The disadvantage may be read performance and size; each database will need a header; need to investigate size, but may be 16 bytes. Also, we will need to deserialize N times for N tracks, although the deserialization will be simpler.

If annotation performance or database size are substantially impacted, or this change significantly higher CPU usage during annotation, the tradeoff will likely not be worth it. Currently on master branch build times are 1 day with 3 additional whole-genome tracks (refSeq.gene, nearest.refSeq, nearestTss.refSeq), which cumulatively take ~ 7 hours. We re-run builds no more than once per month.
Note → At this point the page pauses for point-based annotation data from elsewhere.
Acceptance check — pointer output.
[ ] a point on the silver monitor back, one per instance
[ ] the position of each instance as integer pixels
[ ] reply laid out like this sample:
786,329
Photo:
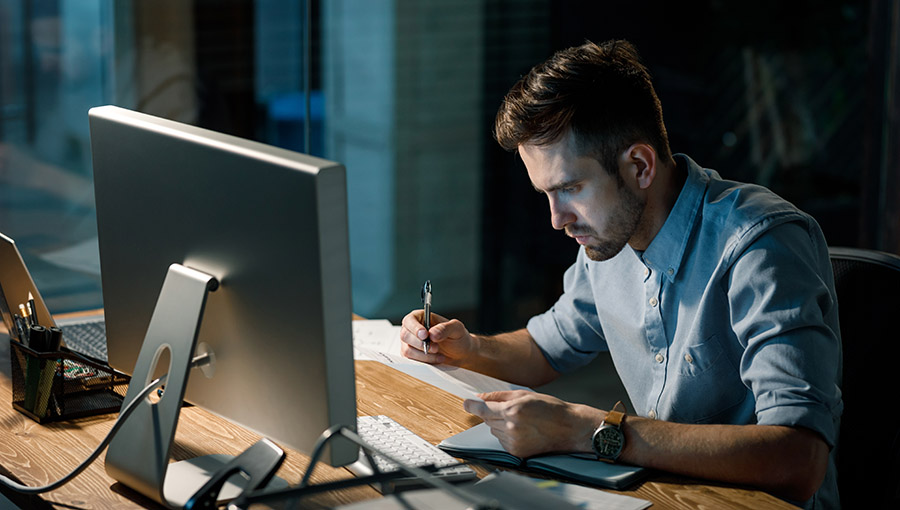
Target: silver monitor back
271,226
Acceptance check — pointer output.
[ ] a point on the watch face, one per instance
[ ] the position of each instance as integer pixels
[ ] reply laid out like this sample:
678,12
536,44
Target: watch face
608,441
Update install documentation
Update fields documentation
Add documentation on building

Nearest tssName and tssDist

TODO:

Validate that both nearest.refSeq and nearestTss.refSeq are accurate
Decide whether these track names are ok
Decide whether we report all desired data
Document parsing of these fields (since they are de-duplicated in a way that refSeq isn't).

Add ploidy (het ploidy and homozygote ploidy)

This will be used to allow dropping of samples, without screwing up allele numbers.

We should also include an allele number (maybe "sampleAn") field; this will allow easy updates to homozygosity, heterozygosity and missingness when dropping samples.